Несомненно, степень формальной определенности норм писаного и неписаного права отличается. Трудно сформулировать общие требования к тексту обычно-правовых норм, так как они реализуются в фактических отношениях между субъектами независимо от их признания государством. В. Э. Краснянский отмечал, что «…в обычаях, этой наиболее традиционной системе норм, реальный их смысл, причины и условия возникновения остаются закодированными и, как правило, не осознаются субъектами реализации … Норма реализуется в силу привычки»79. Однако существуют юридические традиции санкционирования обычных норм – например, признание сложившихся обычаев в качестве юридических норм посредством указания на их признаки в законе80.

Формальная определенность правовых норм не сводится лишь к их внешней форме выражения в различных юридических источниках права. Важно, что в системе национального правового регулирования все источники права существуют не изолированно друг от друга. Более того, признавая приоритет международных правовых норм (п. 4 ст. 15 Конституции РФ), в систему юридических источников включаются и нормы международных договоров. Образуется определенное единое правовое поле (пространство)81. При этом внутренняя структурированность правовой нормы как юридико-логической модели правового регулирования (гипотеза, диспозиция, санкция) может получить формальное закрепление не только в разных статьях одного или нескольких законов, но и в нормах нескольких видов юридических источников права – например, в норме юридического обычая и закона или закона и международного договора82.

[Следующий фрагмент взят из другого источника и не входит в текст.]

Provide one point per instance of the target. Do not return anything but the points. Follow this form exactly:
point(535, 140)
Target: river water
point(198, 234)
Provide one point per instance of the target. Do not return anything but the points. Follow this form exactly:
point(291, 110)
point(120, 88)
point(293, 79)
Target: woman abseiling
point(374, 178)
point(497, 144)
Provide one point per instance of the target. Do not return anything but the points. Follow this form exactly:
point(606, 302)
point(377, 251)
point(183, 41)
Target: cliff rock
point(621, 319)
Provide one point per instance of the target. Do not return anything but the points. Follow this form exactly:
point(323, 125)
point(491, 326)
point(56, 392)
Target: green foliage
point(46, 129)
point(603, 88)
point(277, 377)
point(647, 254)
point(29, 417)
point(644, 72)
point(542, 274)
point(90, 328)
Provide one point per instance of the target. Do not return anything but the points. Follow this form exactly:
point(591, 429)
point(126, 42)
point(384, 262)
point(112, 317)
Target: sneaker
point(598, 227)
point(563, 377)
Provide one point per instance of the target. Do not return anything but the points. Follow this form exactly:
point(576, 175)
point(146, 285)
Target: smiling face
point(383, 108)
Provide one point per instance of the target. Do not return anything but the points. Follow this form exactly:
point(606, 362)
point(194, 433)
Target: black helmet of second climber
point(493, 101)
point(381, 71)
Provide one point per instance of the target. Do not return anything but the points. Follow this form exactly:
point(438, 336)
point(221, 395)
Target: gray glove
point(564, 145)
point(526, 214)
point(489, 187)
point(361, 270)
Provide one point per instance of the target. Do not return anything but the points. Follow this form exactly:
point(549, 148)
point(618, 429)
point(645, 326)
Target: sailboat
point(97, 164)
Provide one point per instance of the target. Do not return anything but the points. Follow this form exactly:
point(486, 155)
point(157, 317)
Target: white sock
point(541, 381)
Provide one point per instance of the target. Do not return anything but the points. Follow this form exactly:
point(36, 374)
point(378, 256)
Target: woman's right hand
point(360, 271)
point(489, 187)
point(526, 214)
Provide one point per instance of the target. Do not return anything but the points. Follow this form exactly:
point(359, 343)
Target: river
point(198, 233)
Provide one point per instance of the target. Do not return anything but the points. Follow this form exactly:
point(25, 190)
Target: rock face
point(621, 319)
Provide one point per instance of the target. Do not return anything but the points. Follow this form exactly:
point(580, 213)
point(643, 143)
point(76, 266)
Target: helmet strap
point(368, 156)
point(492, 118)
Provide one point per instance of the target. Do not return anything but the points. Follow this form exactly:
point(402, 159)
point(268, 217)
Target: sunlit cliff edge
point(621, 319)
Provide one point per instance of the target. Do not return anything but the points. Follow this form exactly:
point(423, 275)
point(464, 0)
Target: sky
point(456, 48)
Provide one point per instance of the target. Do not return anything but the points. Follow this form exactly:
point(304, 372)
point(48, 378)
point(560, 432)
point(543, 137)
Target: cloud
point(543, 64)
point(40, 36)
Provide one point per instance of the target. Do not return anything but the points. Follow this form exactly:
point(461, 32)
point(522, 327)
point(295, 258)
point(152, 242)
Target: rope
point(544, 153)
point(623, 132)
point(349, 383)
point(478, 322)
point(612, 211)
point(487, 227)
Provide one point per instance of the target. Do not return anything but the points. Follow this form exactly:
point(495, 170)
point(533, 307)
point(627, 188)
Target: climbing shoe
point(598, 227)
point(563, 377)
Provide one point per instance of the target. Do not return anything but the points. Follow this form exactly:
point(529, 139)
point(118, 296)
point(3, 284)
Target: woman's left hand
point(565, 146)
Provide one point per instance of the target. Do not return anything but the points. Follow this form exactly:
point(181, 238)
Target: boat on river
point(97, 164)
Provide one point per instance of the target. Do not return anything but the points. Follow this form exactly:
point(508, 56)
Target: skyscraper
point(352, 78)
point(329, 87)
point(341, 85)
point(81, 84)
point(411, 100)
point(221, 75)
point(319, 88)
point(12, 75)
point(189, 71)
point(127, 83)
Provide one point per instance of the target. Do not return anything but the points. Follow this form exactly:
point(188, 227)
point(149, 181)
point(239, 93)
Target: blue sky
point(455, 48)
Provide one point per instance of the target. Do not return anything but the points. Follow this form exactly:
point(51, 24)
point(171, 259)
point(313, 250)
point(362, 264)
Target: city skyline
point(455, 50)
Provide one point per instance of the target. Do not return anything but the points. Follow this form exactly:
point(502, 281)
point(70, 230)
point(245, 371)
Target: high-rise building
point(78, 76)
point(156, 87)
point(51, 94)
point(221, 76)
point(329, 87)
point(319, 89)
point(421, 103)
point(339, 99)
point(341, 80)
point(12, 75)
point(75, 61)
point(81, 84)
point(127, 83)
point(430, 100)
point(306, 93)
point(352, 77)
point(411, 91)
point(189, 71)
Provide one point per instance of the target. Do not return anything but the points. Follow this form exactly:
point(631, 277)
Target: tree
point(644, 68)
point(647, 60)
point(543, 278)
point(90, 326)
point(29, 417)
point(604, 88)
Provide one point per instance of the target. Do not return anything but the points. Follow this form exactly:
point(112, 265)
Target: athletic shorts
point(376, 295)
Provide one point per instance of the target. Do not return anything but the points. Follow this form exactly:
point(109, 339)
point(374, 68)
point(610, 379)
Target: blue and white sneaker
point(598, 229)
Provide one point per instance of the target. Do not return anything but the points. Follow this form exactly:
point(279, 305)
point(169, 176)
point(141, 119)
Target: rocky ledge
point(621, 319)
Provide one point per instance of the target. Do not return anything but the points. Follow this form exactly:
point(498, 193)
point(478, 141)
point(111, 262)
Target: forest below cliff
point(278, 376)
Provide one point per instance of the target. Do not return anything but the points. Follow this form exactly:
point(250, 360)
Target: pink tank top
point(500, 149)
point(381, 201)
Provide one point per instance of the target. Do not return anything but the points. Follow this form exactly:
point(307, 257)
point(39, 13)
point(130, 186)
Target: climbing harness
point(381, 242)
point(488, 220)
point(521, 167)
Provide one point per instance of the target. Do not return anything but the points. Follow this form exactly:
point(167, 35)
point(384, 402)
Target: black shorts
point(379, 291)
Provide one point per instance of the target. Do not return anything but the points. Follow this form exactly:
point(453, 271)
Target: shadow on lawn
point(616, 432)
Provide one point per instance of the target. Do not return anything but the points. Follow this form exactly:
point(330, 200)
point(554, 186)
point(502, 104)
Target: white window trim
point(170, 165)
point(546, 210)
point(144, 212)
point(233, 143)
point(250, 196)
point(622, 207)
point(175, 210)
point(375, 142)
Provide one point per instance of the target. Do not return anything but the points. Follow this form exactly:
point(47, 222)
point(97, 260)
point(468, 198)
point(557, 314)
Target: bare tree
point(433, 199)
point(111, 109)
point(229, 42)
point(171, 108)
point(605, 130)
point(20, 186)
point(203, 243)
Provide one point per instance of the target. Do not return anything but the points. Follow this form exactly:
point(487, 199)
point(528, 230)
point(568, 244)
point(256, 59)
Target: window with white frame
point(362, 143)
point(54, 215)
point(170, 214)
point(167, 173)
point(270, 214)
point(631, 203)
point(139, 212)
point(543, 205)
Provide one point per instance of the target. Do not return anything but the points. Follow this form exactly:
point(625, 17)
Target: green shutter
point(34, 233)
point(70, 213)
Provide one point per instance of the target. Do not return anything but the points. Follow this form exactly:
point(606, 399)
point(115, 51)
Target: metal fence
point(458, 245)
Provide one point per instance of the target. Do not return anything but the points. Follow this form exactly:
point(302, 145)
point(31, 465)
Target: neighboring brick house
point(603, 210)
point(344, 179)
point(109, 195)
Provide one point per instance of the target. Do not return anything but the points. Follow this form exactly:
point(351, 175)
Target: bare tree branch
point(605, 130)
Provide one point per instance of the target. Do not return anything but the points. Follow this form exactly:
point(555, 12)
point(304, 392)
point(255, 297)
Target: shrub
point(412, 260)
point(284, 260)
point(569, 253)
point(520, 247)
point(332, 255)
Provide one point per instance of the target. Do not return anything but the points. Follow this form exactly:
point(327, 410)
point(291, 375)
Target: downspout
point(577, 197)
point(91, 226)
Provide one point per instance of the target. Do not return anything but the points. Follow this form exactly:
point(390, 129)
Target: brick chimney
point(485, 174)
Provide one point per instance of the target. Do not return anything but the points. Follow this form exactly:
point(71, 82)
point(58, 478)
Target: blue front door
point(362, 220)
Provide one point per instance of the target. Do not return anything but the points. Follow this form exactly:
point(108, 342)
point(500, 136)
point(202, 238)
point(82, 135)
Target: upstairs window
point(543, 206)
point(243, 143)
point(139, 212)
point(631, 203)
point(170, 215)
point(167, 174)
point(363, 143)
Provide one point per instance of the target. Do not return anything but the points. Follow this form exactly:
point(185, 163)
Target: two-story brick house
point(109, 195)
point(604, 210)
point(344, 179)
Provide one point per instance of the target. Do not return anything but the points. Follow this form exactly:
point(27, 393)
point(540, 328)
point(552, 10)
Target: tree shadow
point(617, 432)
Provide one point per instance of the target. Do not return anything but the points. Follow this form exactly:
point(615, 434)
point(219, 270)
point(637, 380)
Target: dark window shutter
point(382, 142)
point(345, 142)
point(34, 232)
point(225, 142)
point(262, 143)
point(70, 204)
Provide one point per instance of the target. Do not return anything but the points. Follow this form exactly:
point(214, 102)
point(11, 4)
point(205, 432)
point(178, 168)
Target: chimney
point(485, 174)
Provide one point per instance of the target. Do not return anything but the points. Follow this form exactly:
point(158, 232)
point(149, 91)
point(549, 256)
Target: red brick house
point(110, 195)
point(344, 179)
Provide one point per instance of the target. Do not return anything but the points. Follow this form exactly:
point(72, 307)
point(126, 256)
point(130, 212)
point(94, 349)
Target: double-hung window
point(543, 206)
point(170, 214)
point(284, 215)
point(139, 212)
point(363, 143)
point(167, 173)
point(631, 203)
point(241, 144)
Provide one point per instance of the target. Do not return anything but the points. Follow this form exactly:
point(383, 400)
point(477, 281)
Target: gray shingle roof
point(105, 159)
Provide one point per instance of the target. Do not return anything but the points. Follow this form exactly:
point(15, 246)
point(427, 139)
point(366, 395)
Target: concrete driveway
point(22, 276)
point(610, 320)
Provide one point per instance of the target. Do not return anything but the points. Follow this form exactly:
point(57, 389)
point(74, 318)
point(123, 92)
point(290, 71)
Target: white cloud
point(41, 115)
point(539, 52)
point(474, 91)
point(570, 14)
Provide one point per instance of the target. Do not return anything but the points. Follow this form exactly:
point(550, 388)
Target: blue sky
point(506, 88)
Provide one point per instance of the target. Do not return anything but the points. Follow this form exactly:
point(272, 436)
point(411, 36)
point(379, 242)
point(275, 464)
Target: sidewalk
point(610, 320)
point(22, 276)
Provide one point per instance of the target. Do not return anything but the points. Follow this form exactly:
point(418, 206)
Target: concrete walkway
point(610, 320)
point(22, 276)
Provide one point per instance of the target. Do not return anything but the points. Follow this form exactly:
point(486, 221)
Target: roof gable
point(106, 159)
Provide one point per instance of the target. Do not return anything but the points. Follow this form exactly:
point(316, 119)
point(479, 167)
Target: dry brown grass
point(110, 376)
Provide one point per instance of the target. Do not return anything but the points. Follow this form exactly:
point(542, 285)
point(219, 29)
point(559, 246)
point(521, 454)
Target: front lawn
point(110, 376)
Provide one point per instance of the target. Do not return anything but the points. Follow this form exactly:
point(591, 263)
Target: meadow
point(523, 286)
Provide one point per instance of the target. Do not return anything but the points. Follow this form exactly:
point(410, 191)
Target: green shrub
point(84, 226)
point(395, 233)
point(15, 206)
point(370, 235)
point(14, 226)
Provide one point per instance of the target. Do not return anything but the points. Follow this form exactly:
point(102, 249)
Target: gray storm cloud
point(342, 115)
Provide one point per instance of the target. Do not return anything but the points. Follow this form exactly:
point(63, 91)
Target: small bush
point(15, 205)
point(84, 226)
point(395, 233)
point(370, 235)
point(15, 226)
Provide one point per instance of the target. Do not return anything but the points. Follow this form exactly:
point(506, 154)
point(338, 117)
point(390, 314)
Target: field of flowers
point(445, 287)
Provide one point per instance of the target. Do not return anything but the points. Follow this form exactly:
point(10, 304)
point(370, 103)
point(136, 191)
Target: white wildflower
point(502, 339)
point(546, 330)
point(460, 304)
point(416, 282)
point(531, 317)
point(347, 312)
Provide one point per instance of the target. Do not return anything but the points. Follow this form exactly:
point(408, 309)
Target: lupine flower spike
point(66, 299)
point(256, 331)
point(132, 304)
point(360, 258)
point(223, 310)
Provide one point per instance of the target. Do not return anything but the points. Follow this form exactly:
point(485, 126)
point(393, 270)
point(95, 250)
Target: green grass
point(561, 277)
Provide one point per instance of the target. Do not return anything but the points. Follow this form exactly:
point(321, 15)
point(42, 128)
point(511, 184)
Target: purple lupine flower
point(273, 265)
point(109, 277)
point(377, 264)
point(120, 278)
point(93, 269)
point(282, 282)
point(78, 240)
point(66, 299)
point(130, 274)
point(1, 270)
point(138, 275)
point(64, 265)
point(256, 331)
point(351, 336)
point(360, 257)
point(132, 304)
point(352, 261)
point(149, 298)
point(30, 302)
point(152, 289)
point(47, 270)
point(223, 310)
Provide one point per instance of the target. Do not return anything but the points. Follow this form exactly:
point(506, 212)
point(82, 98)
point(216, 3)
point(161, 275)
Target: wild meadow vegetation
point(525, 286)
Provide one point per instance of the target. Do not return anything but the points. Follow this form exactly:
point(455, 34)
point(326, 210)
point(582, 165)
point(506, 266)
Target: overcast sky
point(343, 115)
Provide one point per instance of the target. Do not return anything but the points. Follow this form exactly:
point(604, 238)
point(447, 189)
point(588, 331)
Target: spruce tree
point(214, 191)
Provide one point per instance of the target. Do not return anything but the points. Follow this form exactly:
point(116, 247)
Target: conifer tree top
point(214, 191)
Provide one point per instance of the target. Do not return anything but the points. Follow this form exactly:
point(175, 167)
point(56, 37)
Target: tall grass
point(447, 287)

Таким образом, позитивное право в целом, как система формальных источников права, регулирует общественные отношения посредством системных взаимосвязей диспозиции, гипотезы и санкции правовой нормы. Внутренняя структура нормы права как модели взаимоотношения формально равных субъектов права требует, чтобы в нормах законов и иных источников права были четко определены права и обязанности субъектов правоотношения, условия их осуществления и последствия их нарушения. При этом правовая норма является формальной по своему характеру в том смысле, что, будучи рассчитанной на регулирование, как правило, какого-то вида общественных отношений (например, трудовых, семейных, налоговых), она адресована кругу лиц, определяемых общими признаками (например, работникам, работодателям, налогоплательщикам, супругам и т. д.). Другими словами, правовая норма представляет собой формальный масштаб (эталон, образец) тех или иных отношений и связей между субъектами и выступает мерой юридической оценки действия (бездействия) субъекта как правомерного или неправомерного83. «Лишь формальная определенность нормы, – писал Л. И. Спиридонов, – придает ей способность быть масштабом поведения, мерой свободы человека и правомерности его требований к другим субъектам»84. При этом в частном праве правовой масштаб поведения субъектов менее детализирован в нормах закона, чем в публично-правовой сфере, особенно в части юридического закрепления компетенции государственных органов и должностных лиц.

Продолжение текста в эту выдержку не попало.